Collegium Institute’s Spring 2016 Humanities Symposium focuses on a seminal essay of David Brooks, the New York Times Columnist who is Penn’s Baccalaureate Speaker this year and the recipient of our university's honorary doctorate of humane letters.
In “The Organization Kid” (Atlantic Monthly, April 2001), Brooks argued that Princeton students and their classmates at peer institutions were arriving to college as professional résumé builders, hardly interested in learning for its own sake, let alone for their own personal or moral development.
Fifteen years later, we revisit how the Organization Kids have grown up. Some are back in the same place – elite colleges – this time trying to teach, and moreover to publish. The pressure to produce in quantity has never been greater for faculty and graduate students. How might professors’ (necessary) participation in this system of retention and promotion influence the force of their erstwhile admonitions for students to eschew over-professionalization, pursue the liberal arts, take time to read widely and think deeply, and so forth? If indeed a systemic problem exists that affects professors as much as students, what might be done to address it?

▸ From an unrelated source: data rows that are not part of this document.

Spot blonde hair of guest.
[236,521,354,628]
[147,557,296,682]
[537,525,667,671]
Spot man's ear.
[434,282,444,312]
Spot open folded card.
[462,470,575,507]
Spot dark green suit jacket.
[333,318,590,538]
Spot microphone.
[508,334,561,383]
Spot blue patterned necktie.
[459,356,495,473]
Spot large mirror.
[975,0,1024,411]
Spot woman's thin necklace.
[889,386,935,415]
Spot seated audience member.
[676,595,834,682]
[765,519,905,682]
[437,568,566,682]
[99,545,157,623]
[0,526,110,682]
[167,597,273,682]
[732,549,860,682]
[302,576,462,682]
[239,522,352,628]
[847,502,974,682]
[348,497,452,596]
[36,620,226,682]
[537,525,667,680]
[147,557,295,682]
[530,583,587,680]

Anthony Grafton’s special interests lie in the cultural history of Renaissance Europe, the history of books and readers, the history of scholarship and education in the West from Antiquity to the 19th century, and the history of science from Antiquity to the Renaissance. Professor Grafton is the author of ten books and the coauthor, editor, coeditor, or translator of nine others.
He has been the recipient of a Guggenheim Fellowship (1989), the Los Angeles Times Book Prize (1993), the Balzan Prize for History of Humanities (2002), and the Mellon Foundation’s Distinguished Achievement Award (2003), and is a member of the American Philosophical Society and the British Academy. In 2011 he served as President of the American Historical Association.